Foreign investors withdraw from the commercial real estate market of Russia on the background of the crisis in the economy, falling incomes and a reduction in retail sales, which affect retailers and shopping malls.
Preliminary results 2017 shows that foreigners became net sellers of properties in Russia for the first time in 4 years, follows from the data of international consulting company Knight Frank. By November they were taken out of the country more than $ 1 billion.
“At the moment foreign investors are completing deals for the sale in Russia of commercial real estate totaling 1.54 billion dollars, while they have invested three times less – 502 million,” according to Knight Frank.
In 2014, foreigners invested 1.35 billion USD, and sold assets worth 627 million In 2015, respectively, 540 million and 126,5 million, and in 2016 – 466 million and 42.2 million dollars.
The situation is caused by the fact that a number of foreign investors implementing their plans to withdraw from Russia, announced a few years ago, says Director of financial markets and investments at Knight Frank Alan Baloev.

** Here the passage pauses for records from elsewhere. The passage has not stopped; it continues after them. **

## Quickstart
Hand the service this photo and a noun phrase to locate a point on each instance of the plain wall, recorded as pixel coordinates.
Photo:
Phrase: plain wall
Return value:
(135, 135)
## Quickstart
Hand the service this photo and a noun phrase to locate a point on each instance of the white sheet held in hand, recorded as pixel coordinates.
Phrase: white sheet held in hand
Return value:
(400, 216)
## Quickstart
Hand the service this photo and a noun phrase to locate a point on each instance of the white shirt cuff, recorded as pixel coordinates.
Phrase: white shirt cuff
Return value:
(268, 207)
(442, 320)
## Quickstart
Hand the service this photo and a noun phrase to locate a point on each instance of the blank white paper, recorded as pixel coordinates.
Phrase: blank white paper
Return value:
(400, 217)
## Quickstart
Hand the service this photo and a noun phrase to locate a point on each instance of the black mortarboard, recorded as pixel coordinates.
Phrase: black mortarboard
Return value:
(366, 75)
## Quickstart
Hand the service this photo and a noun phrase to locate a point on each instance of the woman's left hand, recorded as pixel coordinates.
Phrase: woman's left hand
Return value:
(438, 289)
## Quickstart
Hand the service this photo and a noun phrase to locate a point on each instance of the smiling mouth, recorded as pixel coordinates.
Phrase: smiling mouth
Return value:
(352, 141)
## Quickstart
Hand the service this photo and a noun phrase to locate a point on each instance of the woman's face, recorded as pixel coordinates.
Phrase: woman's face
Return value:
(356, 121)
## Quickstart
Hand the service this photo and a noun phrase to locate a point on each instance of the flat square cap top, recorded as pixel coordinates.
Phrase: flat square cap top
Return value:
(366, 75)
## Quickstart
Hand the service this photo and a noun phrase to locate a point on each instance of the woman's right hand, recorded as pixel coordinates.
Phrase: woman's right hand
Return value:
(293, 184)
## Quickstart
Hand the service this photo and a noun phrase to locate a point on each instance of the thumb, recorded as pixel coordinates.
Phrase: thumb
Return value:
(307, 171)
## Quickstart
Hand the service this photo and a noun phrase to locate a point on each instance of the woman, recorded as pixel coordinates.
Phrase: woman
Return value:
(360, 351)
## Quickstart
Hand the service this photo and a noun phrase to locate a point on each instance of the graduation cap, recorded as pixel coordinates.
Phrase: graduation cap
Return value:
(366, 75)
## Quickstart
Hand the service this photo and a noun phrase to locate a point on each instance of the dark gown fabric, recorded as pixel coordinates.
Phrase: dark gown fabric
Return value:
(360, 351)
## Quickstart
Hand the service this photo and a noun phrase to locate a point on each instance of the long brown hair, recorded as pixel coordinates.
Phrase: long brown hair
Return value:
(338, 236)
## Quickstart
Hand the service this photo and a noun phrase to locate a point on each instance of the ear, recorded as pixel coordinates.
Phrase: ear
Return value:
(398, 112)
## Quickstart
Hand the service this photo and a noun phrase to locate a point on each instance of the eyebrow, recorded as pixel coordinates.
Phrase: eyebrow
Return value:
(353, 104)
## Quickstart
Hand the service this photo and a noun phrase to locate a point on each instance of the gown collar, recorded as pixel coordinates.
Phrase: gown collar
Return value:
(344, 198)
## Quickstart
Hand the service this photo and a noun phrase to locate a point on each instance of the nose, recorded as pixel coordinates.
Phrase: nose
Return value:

Leaving the country in large companies with significant investment portfolios, he said. This, in particular, the Austrian Immofinanz, which owns shopping centers in Moscow with a total area 278,5 thousand sq. m., Finnish EPI Russia I Ky, its total count 120 thousand square meters, including business centers and Logopark in Saint-Petersburg.
Another “landmark deal” was the complete withdrawal of the Russian market of the German investment Fund Heitman, who now sells office tower in the IFC “metropolis” cost $ 130 million, said Knight Frank.
The number of foreign buyers remains warehouse developer Raven Russia, which acquired in 2017, part of the Logopark “Sever”. Also in 2017, its first investment in the Russian market made an Asian investor Fosun Group, which acquired the business-center “Voentorg” oligarch Dmitry Rybolovlev.
The total volume of investment transactions on the commercial real estate market for the year will amount to about $ 4 billion. This was 7% less than last year.